8/9 error: 'NoneType' object is not iterable


#1

lloyd = {
"name": "Lloyd",
"homework": [90.0, 97.0, 75.0, 92.0],
"quizzes": [88.0, 40.0, 94.0],
"tests": [75.0, 90.0]
}
alice = {
"name": "Alice",
"homework": [100.0, 92.0, 98.0, 100.0],
"quizzes": [82.0, 83.0, 91.0],
"tests": [89.0, 97.0]
}
tyler = {
"name": "Tyler",
"homework": [0.0, 87.0, 75.0, 22.0],
"quizzes": [0.0, 75.0, 78.0],
"tests": [100.0, 100.0]
}

def average(numbers):
total= sum(numbers)
total=float(total)
return total/len(numbers)
def get_average(students):
homework=average(students["homework"])
quizzes=average(students["quizzes"])
tests=average(students["tests"])
net_average= 0.1*homework+ 0.3*quizzes+ 0.6*tests
return net_average
def get_letter_grade(score):
if score>=90:
return "A"
elif score>=80:
return "B"
elif score>=70:
return "C"
elif score>=60:
return "D"
else:
return "F"

def get_class_average(y):
results=[]
for x in y:
results=results.append(get_average(x))
return average(results)

it resulted in an error:
Oops, try again. get_class_average([alice]) resulted in an error: 'NoneType' object is not iterable


#2

Try running the code in your post. Do you get the same error?
The code in your post is not intact, that's a problem if you're going to ask about your own code.

None is a value, it represents lack of value.

For example, a function that does not explicitly return anything, returns None.
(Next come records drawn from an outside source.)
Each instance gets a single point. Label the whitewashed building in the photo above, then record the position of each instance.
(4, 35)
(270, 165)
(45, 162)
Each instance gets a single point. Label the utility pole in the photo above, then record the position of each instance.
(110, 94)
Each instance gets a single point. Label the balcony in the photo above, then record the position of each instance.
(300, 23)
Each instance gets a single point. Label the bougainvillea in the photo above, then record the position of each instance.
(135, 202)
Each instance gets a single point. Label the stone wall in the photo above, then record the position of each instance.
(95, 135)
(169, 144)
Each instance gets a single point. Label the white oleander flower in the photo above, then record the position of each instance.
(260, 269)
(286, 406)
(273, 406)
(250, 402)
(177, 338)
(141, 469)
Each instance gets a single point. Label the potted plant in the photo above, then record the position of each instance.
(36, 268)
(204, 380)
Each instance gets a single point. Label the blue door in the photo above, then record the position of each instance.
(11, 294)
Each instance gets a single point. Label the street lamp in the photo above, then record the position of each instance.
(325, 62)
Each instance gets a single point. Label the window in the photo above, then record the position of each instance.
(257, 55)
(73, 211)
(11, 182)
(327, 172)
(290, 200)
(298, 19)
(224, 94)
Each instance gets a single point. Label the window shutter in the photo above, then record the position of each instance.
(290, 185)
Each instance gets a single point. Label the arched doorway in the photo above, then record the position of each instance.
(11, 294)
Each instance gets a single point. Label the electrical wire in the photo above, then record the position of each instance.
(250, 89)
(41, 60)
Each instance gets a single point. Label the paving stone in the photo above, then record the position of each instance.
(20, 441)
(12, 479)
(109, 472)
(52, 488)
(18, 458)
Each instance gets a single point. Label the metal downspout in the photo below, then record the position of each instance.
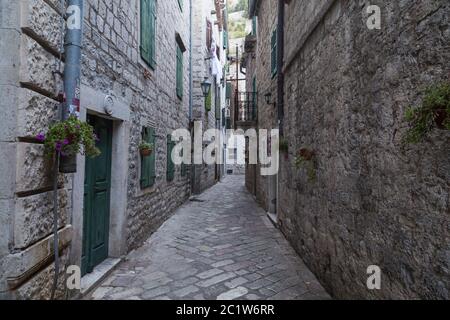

You can't iterate through this value.

Reproduce what the codecademy error message tells you that your code fails on, this will get you the full error message to show up in the console message which will have more information, in particular a line number which you can add prints at to find out what was going on there.


#3

results = results.append(get_average(x))

That is the problem

You add an element to a list by simply calling .append() on the list

list_name.append(new_element)

.append() returns None and in your current code you're assigning it back to results


#4

I am confused by what you mean. I have the same error as his.
I am using x as student, and y as students.